中には「闇バイト」に応募して犯罪行為に加担したケースも少なくないため、このほど、検挙された少年たちの証言をまとめた事例集を公表しました。

事例集では応募してから検挙されるまでの基本的なパターンが紹介され、
▽犯行グループに「報酬は口座に振り込む」と言われたものの、支払われずに逮捕されたケースや、
▽報酬を上回る金を巻きあげられたうえ、警察に密告されて逮捕されたケースなど、
都合よく利用されたあと「捨て駒」として切り捨てられる実態がわかります。

また、
▽犯行グループに自分や家族の個人情報を送信したあとに、詐欺に関わることを断ろうとすると、「家族全員殺す」などと脅され、続けざるをえなかったケースも紹介されています。

警察庁は、事例集をホームページで公開するとともに、都道府県警察や教育機関に配布して活用してもらうことにしています。

警察庁の担当者は、「『闇バイト』はアルバイトではなく犯罪だ。たった一度でも手を染めれば、必ず警察に検挙される」として、安易に応募しないよう呼びかけています。

一度加担すると逮捕されるまで…

事例集では、「闇バイト」に応募してから逮捕されるまでの経緯について、検挙された少年たちの証言を交えて解説しています。

応募する際に多いのは、みずからSNSなどで「高額報酬」などと検索するケースで、
▽「SNSに『お金に困っている』という書き込みをしたら、犯行グループから『働いてみないか。大金を稼げる仕事がある』とメッセージが届いた」とか、
▽「副業募集のアカウントを作ったら、海外の荷物の受け取りに関する仕事を紹介するというメッセージが届いた」といった実例が紹介されています。

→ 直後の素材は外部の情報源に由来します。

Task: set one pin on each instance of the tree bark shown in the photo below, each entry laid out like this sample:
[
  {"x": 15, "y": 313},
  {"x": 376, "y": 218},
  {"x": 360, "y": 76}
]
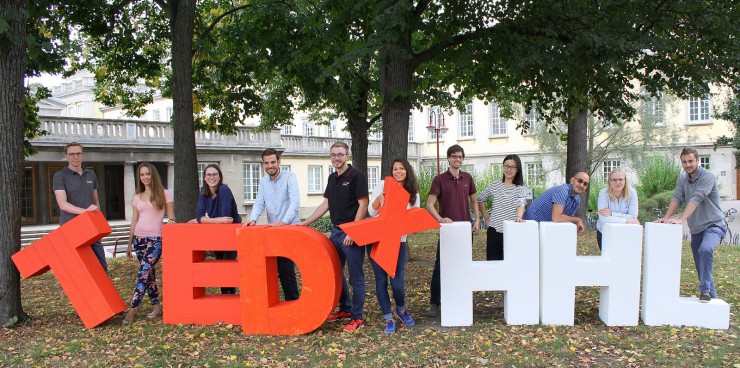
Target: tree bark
[
  {"x": 578, "y": 152},
  {"x": 396, "y": 87},
  {"x": 182, "y": 21},
  {"x": 12, "y": 93}
]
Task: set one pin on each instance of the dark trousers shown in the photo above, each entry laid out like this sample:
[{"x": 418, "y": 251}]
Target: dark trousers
[
  {"x": 230, "y": 255},
  {"x": 494, "y": 245},
  {"x": 286, "y": 274}
]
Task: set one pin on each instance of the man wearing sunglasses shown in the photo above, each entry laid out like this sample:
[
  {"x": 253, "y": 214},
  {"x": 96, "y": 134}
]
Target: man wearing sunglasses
[{"x": 560, "y": 203}]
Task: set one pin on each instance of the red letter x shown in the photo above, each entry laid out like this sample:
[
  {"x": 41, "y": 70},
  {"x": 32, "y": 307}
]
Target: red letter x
[{"x": 386, "y": 230}]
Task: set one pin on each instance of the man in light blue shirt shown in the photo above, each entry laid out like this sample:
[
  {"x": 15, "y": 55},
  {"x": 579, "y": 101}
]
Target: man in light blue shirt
[
  {"x": 560, "y": 203},
  {"x": 278, "y": 194}
]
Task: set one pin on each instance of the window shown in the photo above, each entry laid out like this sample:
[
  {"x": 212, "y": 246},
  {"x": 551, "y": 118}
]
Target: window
[
  {"x": 653, "y": 110},
  {"x": 608, "y": 166},
  {"x": 308, "y": 129},
  {"x": 533, "y": 121},
  {"x": 373, "y": 176},
  {"x": 699, "y": 109},
  {"x": 535, "y": 174},
  {"x": 252, "y": 173},
  {"x": 314, "y": 179},
  {"x": 498, "y": 123},
  {"x": 704, "y": 161},
  {"x": 466, "y": 122}
]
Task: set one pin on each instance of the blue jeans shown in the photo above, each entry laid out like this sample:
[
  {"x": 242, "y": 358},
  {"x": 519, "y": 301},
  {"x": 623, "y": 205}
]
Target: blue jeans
[
  {"x": 702, "y": 247},
  {"x": 381, "y": 283},
  {"x": 337, "y": 237}
]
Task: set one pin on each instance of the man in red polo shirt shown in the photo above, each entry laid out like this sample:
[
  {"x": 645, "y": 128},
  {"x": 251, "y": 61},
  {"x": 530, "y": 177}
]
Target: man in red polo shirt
[{"x": 455, "y": 191}]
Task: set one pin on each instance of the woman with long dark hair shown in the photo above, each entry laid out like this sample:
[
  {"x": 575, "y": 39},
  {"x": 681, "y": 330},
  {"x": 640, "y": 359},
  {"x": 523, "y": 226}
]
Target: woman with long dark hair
[
  {"x": 403, "y": 173},
  {"x": 216, "y": 205},
  {"x": 149, "y": 206},
  {"x": 509, "y": 197}
]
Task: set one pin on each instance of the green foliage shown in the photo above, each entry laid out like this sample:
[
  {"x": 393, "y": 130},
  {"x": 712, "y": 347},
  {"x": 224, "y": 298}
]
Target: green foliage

応募すると、続いて犯行グループから秘匿性の高い通信アプリ「テレグラム」や「シグナル」を入れて、やりとりするように指示されます。

その後、「アルバイトをするための登録情報として必要だ」などと個人情報を送るように求められ、保険証や住民票、顔写真に加え、家族構成や勤務先、交際相手の情報などをことば巧みに聞き出してくるといいます。

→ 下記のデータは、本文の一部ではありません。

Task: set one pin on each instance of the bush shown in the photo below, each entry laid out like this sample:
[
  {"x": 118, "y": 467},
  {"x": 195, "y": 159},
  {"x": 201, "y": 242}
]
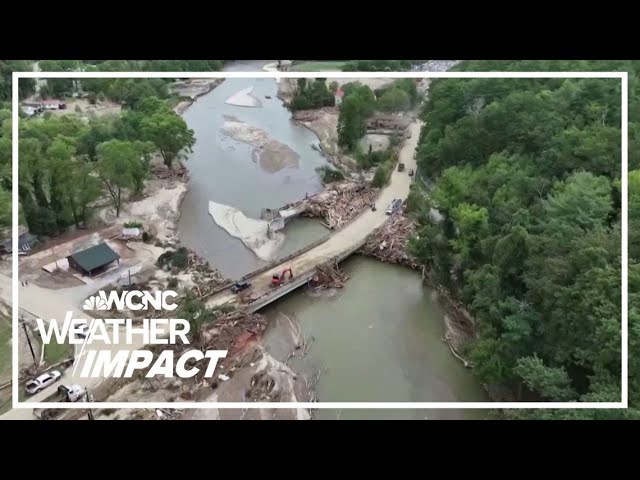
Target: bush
[
  {"x": 394, "y": 100},
  {"x": 329, "y": 174},
  {"x": 314, "y": 95}
]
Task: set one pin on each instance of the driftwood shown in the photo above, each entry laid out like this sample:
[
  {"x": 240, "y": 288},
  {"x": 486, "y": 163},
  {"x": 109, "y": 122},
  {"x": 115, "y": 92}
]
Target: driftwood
[
  {"x": 329, "y": 276},
  {"x": 340, "y": 203},
  {"x": 388, "y": 243}
]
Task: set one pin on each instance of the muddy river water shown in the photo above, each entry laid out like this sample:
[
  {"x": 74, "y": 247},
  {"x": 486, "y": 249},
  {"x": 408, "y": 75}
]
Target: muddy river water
[{"x": 379, "y": 338}]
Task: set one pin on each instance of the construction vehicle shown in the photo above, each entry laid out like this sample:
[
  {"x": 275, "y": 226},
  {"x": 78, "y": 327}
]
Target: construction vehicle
[
  {"x": 240, "y": 286},
  {"x": 278, "y": 280}
]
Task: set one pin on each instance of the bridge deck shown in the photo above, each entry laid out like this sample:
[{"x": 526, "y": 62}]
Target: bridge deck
[{"x": 339, "y": 245}]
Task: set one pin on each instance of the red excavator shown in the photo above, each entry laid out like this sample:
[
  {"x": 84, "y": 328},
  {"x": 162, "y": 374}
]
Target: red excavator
[{"x": 278, "y": 280}]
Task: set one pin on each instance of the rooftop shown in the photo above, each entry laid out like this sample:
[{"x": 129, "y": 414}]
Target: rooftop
[{"x": 94, "y": 257}]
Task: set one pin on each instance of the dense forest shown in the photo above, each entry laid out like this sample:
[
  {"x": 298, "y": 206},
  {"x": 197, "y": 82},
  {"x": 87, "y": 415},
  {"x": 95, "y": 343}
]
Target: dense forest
[
  {"x": 67, "y": 164},
  {"x": 526, "y": 174}
]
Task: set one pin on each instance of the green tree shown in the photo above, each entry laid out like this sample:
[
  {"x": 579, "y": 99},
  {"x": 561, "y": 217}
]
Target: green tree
[
  {"x": 170, "y": 134},
  {"x": 117, "y": 166},
  {"x": 394, "y": 100}
]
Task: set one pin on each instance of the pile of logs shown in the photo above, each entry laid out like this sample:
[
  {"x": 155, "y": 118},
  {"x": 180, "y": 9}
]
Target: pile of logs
[
  {"x": 341, "y": 206},
  {"x": 179, "y": 171},
  {"x": 388, "y": 243},
  {"x": 329, "y": 275},
  {"x": 205, "y": 278},
  {"x": 228, "y": 332}
]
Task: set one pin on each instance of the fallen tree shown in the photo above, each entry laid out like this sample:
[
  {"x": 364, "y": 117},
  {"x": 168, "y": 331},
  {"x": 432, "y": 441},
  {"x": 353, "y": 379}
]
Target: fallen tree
[{"x": 388, "y": 243}]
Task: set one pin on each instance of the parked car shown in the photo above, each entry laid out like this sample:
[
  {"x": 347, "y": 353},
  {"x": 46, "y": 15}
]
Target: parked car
[
  {"x": 240, "y": 286},
  {"x": 71, "y": 393},
  {"x": 43, "y": 381}
]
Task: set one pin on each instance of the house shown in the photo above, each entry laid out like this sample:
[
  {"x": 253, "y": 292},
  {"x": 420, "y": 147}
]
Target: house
[
  {"x": 93, "y": 260},
  {"x": 26, "y": 242}
]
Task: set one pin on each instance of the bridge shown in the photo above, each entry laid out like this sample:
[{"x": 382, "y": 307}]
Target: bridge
[{"x": 336, "y": 246}]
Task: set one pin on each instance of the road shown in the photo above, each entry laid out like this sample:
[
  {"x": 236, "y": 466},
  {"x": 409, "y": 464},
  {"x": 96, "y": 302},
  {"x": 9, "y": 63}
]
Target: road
[
  {"x": 352, "y": 235},
  {"x": 47, "y": 304}
]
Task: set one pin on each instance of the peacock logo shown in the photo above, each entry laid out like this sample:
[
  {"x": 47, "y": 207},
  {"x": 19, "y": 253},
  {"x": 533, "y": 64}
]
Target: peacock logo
[{"x": 95, "y": 302}]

こうした個人情報を送信すると、仕事の詳細が伝えられますが、詐欺だと気付いてやめようとすると、その個人情報をもとに脅されます。

中には、
▽「警察に捕まるリスクが大きいと思い断ると、『自宅に押しかける。母親から狙う』と脅された」とか、
▽「途中で詐欺だと気付き、やめたいと言ったら、『家族全員殺す』などと脅迫された」といった証言があり、
犯行グループの末端として加担せざるをえなくなる状況に追い込まれるのです。

さらに、
▽2回目の仕事を断ったところ、「この前の荷物はおばあさんからだまし取ったお金だ。詐欺の運び屋に加担したな。あなたの顔写真や住所を知っているので逃げられない」などと脅迫されたケースもあり、
一度加担すると、逮捕されるまで抜けられなくなるということです。

警察庁は「怪しいバイトに応募してしまったなど、少しでも不安に感じることがあれば、警察に相談することで、犯罪への加担を未然に防ぐことができる」としています。

「闇バイト」募集は大手求人サイトでも

闇バイトの募集はSNSだけでなく、大手求人サイトでも行われていたことがわかっています。

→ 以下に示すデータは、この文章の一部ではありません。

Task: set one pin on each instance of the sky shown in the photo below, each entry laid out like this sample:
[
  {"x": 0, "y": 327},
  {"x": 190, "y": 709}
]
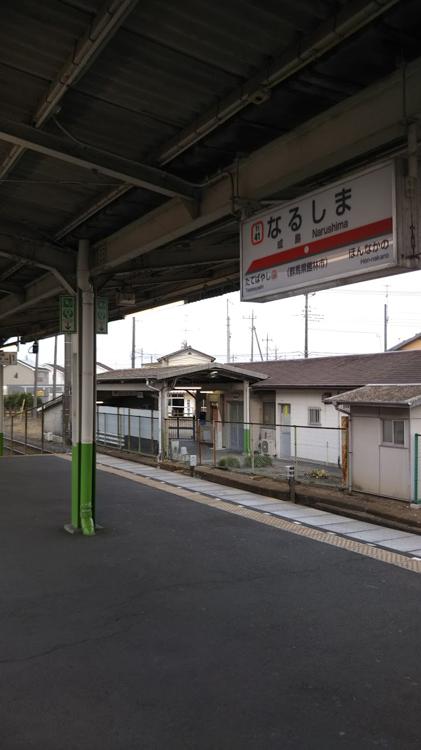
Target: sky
[{"x": 345, "y": 320}]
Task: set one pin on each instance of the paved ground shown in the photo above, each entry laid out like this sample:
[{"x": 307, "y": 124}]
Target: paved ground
[
  {"x": 185, "y": 627},
  {"x": 381, "y": 536}
]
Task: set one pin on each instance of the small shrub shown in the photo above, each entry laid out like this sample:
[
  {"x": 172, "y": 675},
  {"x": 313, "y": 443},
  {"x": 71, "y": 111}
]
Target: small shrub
[
  {"x": 319, "y": 474},
  {"x": 229, "y": 462},
  {"x": 260, "y": 461}
]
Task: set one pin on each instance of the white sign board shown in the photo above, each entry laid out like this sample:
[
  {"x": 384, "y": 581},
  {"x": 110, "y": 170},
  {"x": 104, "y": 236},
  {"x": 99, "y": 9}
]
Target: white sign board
[
  {"x": 7, "y": 358},
  {"x": 341, "y": 233}
]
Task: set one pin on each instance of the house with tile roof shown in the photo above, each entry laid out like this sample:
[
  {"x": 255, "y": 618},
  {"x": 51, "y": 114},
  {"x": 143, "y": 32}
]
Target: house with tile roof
[{"x": 385, "y": 435}]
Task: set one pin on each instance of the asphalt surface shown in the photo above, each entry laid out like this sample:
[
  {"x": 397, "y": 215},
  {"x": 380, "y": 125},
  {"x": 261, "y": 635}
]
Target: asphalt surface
[{"x": 181, "y": 626}]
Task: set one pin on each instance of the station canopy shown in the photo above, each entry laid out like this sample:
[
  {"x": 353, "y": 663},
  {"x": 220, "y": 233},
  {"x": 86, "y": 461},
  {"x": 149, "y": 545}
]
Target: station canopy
[{"x": 149, "y": 128}]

警察庁によりますと、ことし1月までの1年余りで、特殊詐欺に関わったとして東京や愛知など7都県の警察に検挙された男女38人は、大手求人サイトで実行役の募集に応募していました。

募集広告では、仕事内容について、「配送」や「宅配」「ハンドキャリー」などと紹介されたうえで、応募すると、秘匿性の高い通信アプリに切り替えて連絡をとるように指示されたということです。

警察庁は厚生労働省などと連携し、求人サイトの運営会社に違法な求人の削除やチェックを働きかけるなど、対策を強化しています。

また、SNSや求人サイトなどに記載された、高額の報酬の支払いをうかがわせる内容に加えて、「受け子」や「出し子」、それらを示す隠語の「UD」、それに「運び屋」「荷受け」といった単語を含む書き込みについて、サイトの管理者に削除するよう要請する対策を、早ければ来月から始めることにしています。